Hartsock, J. A.. 2020. Southern Illinois University Carbondale


Fens and marshes are important landscape features in northern Alberta, Canada that occupy a significant portion of the Oil Sands Administration Area (OSAA). Disturbance from oil sands mining activities has affected many wetlands in the region. Because of this disturbance, oil sands mining companies near Fort McMurray, Alberta (e.g., Syncrude Canada Ltd. and Suncor Energy) are legally obligated to return previously mined areas to systems that support land uses equivalent to the pre-disturbance landscape. The experimental Sandhill Watershed is the first attempt by an oil sands operator (Syncrude Canada Ltd.) to construct a watershed above a previously mined landscape potentially capable of supporting a peat-forming wetland. Water samples were collected over a ten-year period (years 2009 - 2019) from near-surface and ground water sampling locations in the wetland area. Here, I present a history of dissolved ion concentrations measured at the reclaimed wetland.
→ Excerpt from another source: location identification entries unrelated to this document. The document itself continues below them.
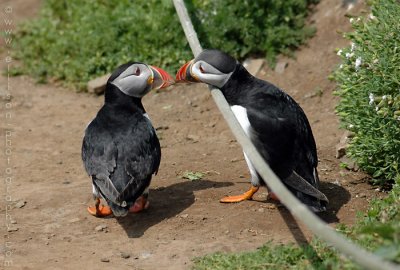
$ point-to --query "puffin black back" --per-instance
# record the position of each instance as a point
(120, 149)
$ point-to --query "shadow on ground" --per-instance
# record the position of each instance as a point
(337, 196)
(166, 203)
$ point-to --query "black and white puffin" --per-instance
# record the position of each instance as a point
(273, 121)
(120, 149)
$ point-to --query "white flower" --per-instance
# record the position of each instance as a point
(353, 46)
(358, 63)
(371, 98)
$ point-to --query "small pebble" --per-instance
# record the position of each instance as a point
(125, 255)
(74, 220)
(145, 255)
(100, 228)
(20, 204)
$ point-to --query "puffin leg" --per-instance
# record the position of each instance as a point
(99, 210)
(248, 195)
(141, 204)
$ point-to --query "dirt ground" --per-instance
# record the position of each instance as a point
(48, 225)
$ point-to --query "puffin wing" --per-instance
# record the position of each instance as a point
(99, 155)
(141, 158)
(282, 134)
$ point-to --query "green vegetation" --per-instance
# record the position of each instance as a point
(369, 87)
(272, 256)
(74, 41)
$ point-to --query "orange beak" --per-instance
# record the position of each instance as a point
(161, 78)
(184, 75)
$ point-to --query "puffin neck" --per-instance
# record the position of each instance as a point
(115, 98)
(234, 85)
I also provide a comprehensive synopsis of dissolved ion concentrations obtained from twelve reference wetlands, as a comparison against the reclamation site. From the data provided, results indicate that the dominant anions and cations present in the Sandhill Wetland near-surface water (e.g., bicarbonate, sulfate, chloride, sodium, calcium, and magnesium) have increased annually since the first full growing season. Regression analysis shows near-surface sodium and chloride concentrations will reach sub-urface levels in approximately 8 and 7 years, respectively. If these trends manifest, the chemical conditions at the Sandhill Wetland will be analogous to saline fens in the future. The reclaimed wetland currently exhibits attributes similar to saline fens and slightly brackish marshes. For race metals, heavy metals, dissolved nitrogen, dissolved phosphorus, and dissolved organics, the Sandhill Wetland was quite comparable to all the reference wetlands. Of note, naphthenic acid and polycyclic hydrocarbon concentrations were below detection limits at the reclamation site, an important discovery as many of these compounds cause problems for insects, amphibians, and birds at low concentrations. I recommend monitoring of both water chemistry and plant composition patterns at the Sandhill Wetland should continue to capture important successional changes that may occur as the site matures.